Question #3: How to make the best use of the funds you have?

A difficult question to answer without more knowledge of your situation. However, if you can obtain cost effective financing for investment real estate that is the way to go. One of the big advantages of investment real estate is the ability to finance a property over 30 years. Most of my clients put 20% down and finance the balance over 30 years.

Aaron, I hope the above will provide some ideas for further investigation. If you have questions, feel free to ask.
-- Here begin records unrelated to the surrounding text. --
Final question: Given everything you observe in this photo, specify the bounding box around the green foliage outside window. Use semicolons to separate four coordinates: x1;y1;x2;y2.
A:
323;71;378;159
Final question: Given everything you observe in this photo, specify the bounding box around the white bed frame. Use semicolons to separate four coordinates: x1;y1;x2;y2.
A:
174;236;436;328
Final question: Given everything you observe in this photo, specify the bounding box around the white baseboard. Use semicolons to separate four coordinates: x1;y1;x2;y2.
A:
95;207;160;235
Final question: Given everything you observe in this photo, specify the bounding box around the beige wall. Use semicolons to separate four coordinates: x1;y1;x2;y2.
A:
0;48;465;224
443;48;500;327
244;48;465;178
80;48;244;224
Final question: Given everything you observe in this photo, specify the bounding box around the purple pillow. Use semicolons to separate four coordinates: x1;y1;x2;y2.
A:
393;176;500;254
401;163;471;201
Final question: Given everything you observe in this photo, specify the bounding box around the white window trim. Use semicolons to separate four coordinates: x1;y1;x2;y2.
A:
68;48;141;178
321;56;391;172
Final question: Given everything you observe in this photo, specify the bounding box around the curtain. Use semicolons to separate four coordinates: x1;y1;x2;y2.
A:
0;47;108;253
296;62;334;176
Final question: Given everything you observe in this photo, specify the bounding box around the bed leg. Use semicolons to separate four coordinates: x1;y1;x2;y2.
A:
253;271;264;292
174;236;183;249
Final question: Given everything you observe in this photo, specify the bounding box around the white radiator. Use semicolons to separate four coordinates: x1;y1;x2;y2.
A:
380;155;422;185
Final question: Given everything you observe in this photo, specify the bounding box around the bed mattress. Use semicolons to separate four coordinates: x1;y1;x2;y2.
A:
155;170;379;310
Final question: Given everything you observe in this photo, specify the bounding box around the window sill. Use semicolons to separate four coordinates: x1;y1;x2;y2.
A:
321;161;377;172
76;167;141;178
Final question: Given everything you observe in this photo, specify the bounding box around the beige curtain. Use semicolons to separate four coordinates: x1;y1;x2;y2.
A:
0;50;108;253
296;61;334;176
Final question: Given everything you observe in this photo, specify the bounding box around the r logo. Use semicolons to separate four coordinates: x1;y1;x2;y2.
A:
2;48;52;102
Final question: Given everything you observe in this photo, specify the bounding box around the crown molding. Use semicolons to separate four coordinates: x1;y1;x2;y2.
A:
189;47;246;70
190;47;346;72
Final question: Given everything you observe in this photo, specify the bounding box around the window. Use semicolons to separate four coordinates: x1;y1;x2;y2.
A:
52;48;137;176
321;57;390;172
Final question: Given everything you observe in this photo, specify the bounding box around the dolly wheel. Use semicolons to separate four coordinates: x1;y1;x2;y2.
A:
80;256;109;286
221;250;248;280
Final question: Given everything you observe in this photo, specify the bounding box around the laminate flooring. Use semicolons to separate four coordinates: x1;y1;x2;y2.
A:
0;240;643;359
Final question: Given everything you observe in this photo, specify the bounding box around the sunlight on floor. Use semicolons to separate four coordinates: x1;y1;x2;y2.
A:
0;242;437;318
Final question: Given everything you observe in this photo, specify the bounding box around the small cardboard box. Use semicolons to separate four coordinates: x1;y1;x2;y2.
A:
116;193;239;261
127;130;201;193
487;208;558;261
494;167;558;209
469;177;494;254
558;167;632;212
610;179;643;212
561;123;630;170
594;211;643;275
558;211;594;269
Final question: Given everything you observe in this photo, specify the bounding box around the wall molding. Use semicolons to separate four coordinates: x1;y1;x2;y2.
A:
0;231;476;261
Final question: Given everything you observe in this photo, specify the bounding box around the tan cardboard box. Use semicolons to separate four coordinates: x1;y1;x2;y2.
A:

I really appreciate all the advice from everyone who posted. I know it takes time to formulate well thought out replies and everyone gave me a lot to think about. I'm thinking maybe it would be better to do a trial run of a town first by renting in the area I want to invest in to get a taste of what neighborhoods are the best and how the local market is in general. Although renting is a hard concept for me to accept too since the money spent every month could be better spent on an investment. I'm not sure how comfortable I am with buying something out of state. I want to be able to check up on my investment and do routine property inspections. With all the resources on this site, self property management seems very doable with regards to developing solid rental agreements. My plans are to start small to get a taste of real estate investing, property management, tenant landlord dynamics and management and grow from there. I'm definitely in education mode for now, trying to absorb as much information as I can to avoid a huge mistake. Again, thank you everyone who posted. Very valuable input.